User 2488 | 10/26/2015, 5:26:41 PM
My goal is to create a course recommendations engine. My current approach involves first splitting all the historical data to which I have access into a training and testing set. My question involves practical implementation of this split. I see that graphlab has a number of utility functions that might help me with this (notably, SFrame.randomsplit and recommender.util.randomsplitbyuser).
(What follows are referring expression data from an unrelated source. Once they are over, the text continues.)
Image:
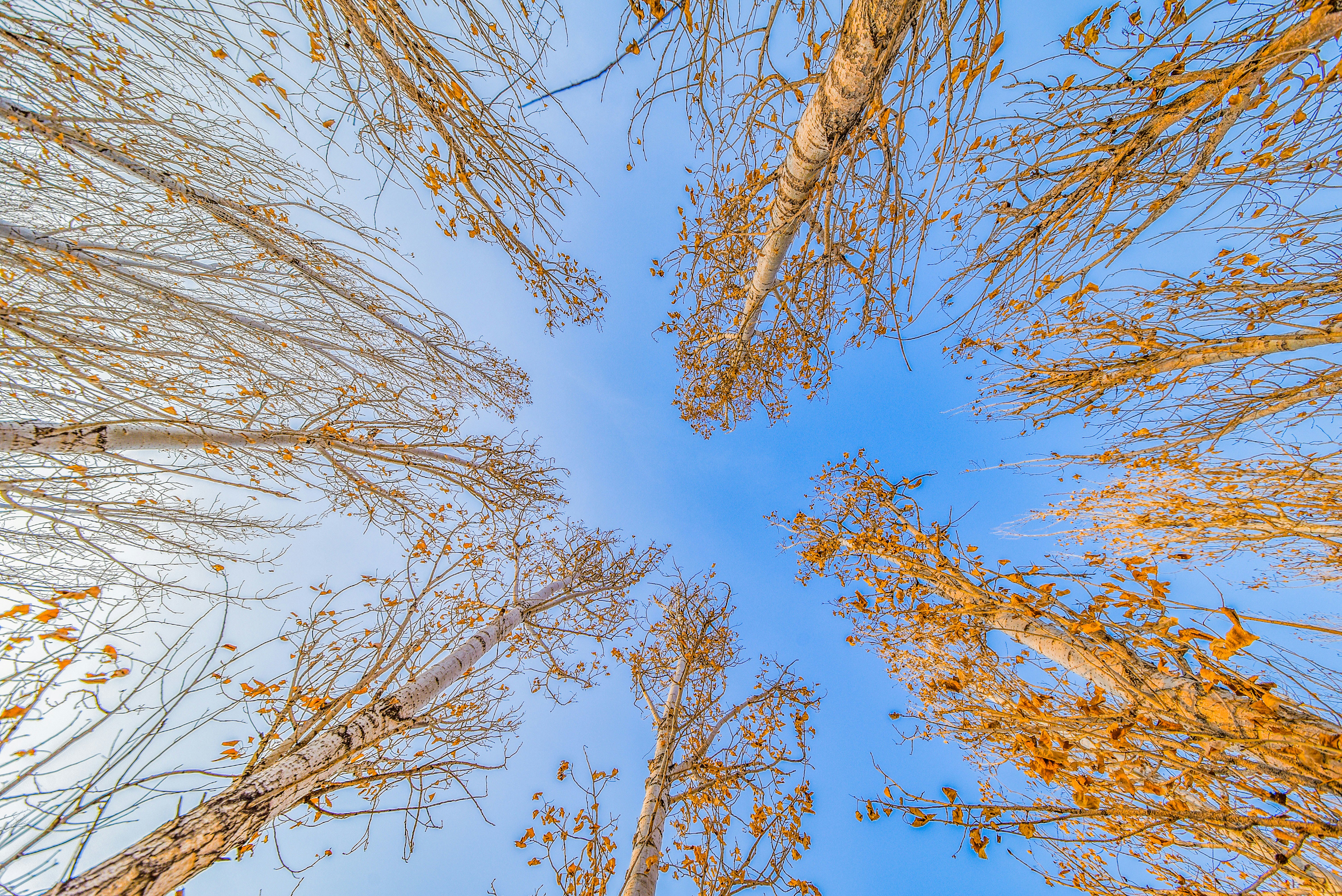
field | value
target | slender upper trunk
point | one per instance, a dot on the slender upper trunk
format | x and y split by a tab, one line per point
38	438
1284	737
170	856
1198	356
869	42
641	879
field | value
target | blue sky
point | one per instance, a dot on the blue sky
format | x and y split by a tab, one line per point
602	404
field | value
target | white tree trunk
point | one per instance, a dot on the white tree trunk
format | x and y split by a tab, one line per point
168	858
38	438
873	31
641	879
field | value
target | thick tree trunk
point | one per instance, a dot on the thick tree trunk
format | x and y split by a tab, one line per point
1285	738
641	879
168	858
1194	356
869	44
38	438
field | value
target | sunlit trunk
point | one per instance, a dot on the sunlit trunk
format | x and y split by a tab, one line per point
646	858
869	44
168	858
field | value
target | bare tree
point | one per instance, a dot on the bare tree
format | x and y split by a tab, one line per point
720	770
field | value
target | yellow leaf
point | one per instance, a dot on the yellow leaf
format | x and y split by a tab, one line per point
1234	642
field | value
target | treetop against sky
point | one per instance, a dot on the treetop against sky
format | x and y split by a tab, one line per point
939	474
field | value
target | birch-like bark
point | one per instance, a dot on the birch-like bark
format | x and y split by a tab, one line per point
1202	356
38	438
1286	738
869	44
168	858
641	879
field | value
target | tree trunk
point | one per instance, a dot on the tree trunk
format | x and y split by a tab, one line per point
38	438
1286	738
168	858
869	44
646	856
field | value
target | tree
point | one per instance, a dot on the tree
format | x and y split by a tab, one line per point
842	180
720	770
1171	750
390	702
166	292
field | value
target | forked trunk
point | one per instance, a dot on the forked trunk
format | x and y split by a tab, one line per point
172	855
641	879
38	438
873	31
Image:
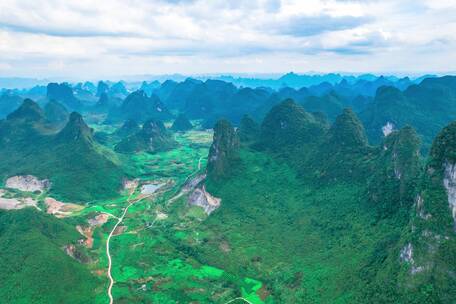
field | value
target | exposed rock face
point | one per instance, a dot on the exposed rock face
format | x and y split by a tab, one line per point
224	150
27	183
406	256
449	181
392	185
200	197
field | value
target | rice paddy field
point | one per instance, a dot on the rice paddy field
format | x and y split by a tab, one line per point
152	248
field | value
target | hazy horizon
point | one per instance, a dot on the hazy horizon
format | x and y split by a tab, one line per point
116	39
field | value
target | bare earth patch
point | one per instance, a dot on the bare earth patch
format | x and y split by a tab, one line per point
16	203
59	209
87	232
200	197
99	220
28	183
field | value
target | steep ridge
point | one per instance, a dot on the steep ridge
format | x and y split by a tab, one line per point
77	167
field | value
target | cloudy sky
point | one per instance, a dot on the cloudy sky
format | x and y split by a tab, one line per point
106	39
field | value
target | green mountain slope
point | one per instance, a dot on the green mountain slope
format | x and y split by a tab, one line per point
153	137
79	169
35	268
My confusion comes from thinking about how my recommendations system should intuitively operate. I think that it should work as follows: a user comes to my system today, recommendations are made for that user based on data we have up to today. The idea, then, is something along the lines of a past/present+future split. As such, I think that it makes sense to use back-testing to evaluate the models I end up choosing (after hyperparameter tuning, of course). I would use something like the past 3 months for my testing split, and the 12 months previous (for a total of 15 months of historical data) for my training split. Of course, the same user may appear in both sets, and the same (user, object) pairing may appear in both sets.
Does anyone know of how I could create these splits with graphlab. If not, I am wondering how I should code up these splits in a way that would stay consistent with graphlab's create() and evaluate() methods. Should users belong in only one set or the other? What about (user, object) tuples?
Any ideas would be greatly appreciated. Thanks so much, everyone!